As before, the format is largely a single page strip leading to a punchline, although that’s not exclusive. Departing from formula, the first quarter of Sam the Repulsive is an Ernest-free zone as he remains at home while Rebecca stays with her father, who in turn is staying with his brother. It’s domestic comedy, and in some strips Rebecca is also absent as older sister Coralie attempts to improve her school standing and love life. As shown by the sample page of Rebecca returning home, Dalena’s cartooning is wonderfully expressive in the great Franco-Belgian tradition, but in some cases there’s no attempt at all to lead up to a joke, and many that do feature are weak. Only rarely does the combination of plot and art hit the spot,
The title refers to Rebecca’s mother’s new boyfriend, not seen until near the end, but viewed by Rebecca as a dangerous microbe infesting the family, so she goes into training to see him off. She’s none too keen on Coralie’s boyfriend either. The final pages introduce Sam in person, and begin a plot to be continued in Grandpa Bug, with Rebecca sent away to her grandfather for a holiday.

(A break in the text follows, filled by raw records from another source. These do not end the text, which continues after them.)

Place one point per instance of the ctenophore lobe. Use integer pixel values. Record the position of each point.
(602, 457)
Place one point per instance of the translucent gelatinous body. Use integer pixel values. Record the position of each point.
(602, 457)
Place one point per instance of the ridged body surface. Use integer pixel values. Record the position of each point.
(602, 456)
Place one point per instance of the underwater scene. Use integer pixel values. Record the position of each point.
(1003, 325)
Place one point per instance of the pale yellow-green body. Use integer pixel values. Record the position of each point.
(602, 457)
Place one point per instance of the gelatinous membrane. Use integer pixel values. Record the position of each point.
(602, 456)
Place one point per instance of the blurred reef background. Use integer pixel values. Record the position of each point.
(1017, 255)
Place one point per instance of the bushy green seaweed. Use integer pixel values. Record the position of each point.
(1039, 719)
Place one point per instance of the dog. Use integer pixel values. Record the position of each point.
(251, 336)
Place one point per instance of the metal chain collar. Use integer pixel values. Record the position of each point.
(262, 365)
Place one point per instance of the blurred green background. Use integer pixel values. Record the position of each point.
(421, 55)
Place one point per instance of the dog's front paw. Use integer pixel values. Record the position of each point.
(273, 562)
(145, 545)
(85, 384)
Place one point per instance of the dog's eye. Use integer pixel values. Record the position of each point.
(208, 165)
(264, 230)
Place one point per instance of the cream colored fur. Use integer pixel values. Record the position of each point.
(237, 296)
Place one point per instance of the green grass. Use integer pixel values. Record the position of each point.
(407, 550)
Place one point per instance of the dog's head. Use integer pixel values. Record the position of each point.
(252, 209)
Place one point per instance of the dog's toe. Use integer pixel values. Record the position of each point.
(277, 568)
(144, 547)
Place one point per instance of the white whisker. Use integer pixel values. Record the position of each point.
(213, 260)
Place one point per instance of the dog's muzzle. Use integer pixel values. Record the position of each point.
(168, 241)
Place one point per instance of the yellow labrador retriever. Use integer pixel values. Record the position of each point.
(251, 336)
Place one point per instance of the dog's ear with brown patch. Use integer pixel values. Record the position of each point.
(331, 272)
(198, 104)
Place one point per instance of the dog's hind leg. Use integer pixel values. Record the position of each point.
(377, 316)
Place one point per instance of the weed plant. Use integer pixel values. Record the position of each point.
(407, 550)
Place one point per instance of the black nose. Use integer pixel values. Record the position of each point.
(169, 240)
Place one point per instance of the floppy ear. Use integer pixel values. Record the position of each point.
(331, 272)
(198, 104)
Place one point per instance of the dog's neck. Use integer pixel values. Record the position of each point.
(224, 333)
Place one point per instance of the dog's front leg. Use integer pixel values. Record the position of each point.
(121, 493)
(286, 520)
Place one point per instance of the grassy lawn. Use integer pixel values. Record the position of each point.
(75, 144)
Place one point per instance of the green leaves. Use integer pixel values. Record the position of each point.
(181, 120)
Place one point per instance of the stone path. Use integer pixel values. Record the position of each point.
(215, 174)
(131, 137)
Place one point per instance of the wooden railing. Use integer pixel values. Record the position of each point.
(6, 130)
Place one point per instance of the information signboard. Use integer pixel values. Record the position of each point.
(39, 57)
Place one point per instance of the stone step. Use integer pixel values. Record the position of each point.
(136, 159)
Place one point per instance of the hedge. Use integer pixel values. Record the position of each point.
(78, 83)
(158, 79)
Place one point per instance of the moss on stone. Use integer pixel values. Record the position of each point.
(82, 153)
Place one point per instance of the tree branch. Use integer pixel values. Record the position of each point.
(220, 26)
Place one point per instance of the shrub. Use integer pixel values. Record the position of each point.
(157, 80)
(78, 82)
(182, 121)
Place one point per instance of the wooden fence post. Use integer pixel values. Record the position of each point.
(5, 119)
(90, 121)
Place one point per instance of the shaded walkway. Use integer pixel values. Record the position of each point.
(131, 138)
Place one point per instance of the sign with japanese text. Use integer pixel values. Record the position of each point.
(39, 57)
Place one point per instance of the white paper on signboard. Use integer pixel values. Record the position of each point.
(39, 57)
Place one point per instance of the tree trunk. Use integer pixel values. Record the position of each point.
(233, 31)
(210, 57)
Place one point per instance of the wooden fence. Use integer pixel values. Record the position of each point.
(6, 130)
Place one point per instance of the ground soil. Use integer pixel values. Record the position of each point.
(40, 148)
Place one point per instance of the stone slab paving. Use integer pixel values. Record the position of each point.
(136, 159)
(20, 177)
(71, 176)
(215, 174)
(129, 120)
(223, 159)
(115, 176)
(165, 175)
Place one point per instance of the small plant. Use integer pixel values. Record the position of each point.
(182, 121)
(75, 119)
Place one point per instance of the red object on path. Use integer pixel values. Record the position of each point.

As with the first volume Ernest and Rebecca looks fantastic, but suffers from several problems. The obvious Calvin & Hobbes comparison of a child and imaginary friend is heightened early by Rebecca and her father adopting robot voices to communicate as if on a spacecraft, and it’s really puzzling that Bianco would underline his source. Bill Watterson produced beautifully paced gags running three to four panels on a daily basis, but with as many panels as will fit on a page at his disposal, Bianco will fluff the punchline or drag out a joke too long. Beyond that there’s a lack of focus. The awkwardness of Coralie’s relationship just isn’t worth the number of pages it’s allocated.
What saves all the misfires time and again is Dalena’s talent. He draws Rebecca as a fantastic bundle of energetic enthusiasm, Coralie as a wonderfully observed sulky teenager, and Rebecca’s father as an amiable goon. They’re all instantly relatable, placed in expressive poses and rich backgrounds. Let’s hope the scripts he’s supplied for Grandpa Bug improve.